The study took into account issues that may not directly relate to property damage caused by natural disasters, Akin wrote.

In addition, he said, the evaluation focused on the location of credit union headquarters without considering assets spread among multiple counties and the NCUA also used county-level aggregation rather than the more detailed census tract data.

He noted further that there is no established standard for evaluating climate-related physical risks.

NAFCU did its own research using Home Mortgage Disclosure Act data and reported that rather than 34% of all assets being located in high-risk areas, the figure is just over 11%.

Akin added that opposed to regulations, federal agencies should focus on providing support and guidance to credit unions.

“The NCUA can help institutions address physical risks by sharing best practices and providing guidance, promoting information sharing, and encouraging research and development,” he wrote.

He said credit unions also would benefit from clarity from the NCUA regarding how agency examiners will evaluate risk management strategies.

Natural Resources Defense Council

In its comment letter, the council urged the NCUA to ensure that credit unions begin to identify the material risks that climate change poses and adopt strategies for dealing with the issue.

“As climate change intensifies, so will the danger that it poses to financial institutions,” the council said. “Climate-related risks, whether physical or transitional, threaten credit unions’ ability to function in a safe and sound way.”

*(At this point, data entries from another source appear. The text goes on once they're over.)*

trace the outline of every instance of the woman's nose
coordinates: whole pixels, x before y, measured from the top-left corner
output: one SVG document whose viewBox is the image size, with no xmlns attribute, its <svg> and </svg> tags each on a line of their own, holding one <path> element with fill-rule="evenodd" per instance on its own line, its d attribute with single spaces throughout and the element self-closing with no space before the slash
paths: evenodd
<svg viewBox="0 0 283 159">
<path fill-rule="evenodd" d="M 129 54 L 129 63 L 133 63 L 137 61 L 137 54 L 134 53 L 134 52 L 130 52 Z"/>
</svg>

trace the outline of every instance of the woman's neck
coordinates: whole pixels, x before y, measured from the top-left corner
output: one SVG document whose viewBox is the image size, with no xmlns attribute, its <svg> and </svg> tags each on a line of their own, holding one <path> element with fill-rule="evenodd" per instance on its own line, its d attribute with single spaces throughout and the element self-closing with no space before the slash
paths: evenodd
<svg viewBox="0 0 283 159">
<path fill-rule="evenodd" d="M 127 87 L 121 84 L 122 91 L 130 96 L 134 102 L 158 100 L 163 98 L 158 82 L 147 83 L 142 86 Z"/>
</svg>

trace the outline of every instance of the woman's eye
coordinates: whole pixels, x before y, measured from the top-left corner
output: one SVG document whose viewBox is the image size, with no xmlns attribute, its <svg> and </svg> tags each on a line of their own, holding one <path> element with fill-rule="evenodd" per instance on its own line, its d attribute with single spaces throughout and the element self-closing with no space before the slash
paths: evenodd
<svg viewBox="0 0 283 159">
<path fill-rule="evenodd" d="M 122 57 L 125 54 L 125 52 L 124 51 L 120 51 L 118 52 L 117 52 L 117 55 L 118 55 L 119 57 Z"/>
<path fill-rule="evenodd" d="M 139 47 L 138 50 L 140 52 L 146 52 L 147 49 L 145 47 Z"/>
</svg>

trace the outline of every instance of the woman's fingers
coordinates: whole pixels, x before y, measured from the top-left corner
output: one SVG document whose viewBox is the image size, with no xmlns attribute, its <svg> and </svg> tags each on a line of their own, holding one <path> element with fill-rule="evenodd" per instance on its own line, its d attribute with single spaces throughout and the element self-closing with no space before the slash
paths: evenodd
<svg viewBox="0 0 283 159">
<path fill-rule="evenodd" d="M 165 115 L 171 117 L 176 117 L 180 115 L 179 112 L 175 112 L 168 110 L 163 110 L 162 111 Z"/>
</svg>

He added that the NCUA and credit unions should be pushing for stronger “climate-smart” building codes, zoning ordinances and land-use regulations.

“In particular, the NCUA should outline best practices by which credit unions can incorporate climate-related risk data, to the extent that they have it, into existing regular internal risk reporting workstreams,” the letter states.

Environmental Defense Fund and the Institute for Policy Integrity at NYU Law School

The NCUA should consider requiring credit unions to incorporate climate risk into reports they file with the agency, according to a joint letter submitted by the Environmental Defense Fund and the Institute for Policy Integrity at New York University Law School. Such a requirement, the groups maintain, would help spur better risk identification and management practices.

Western Energy Alliance

The alliance, which said it represents 200 companies engaged in “all aspects of environmentally responsible exploration and production of oil and natural gas across the West,” questioned whether the NCUA has a congressional mandate to do anything about climate issues.

“We strongly object to any NCUA climate change regulation aimed at eliminating the use of oil and natural gas, particularly in the absence of an alternative that does everything that oil and natural gas do and in the absence of statutory authority,” their letter states.

The group added that Environmental Social and Governance, as well as climate change advocacy has had a negative impact on the industry’s access to banking.

And the letter was blunt in its criticism of any agency action on climate change.

“NCUA is a financial regulator, not an environmental regulator with expertise in climate modeling and risk analysis,” the alliance wrote. “NCUA does not have the expertise or administrative ability to assess the veracity, or lack thereof, of any FICU-specific speculative analysis regarding climate-related risk.”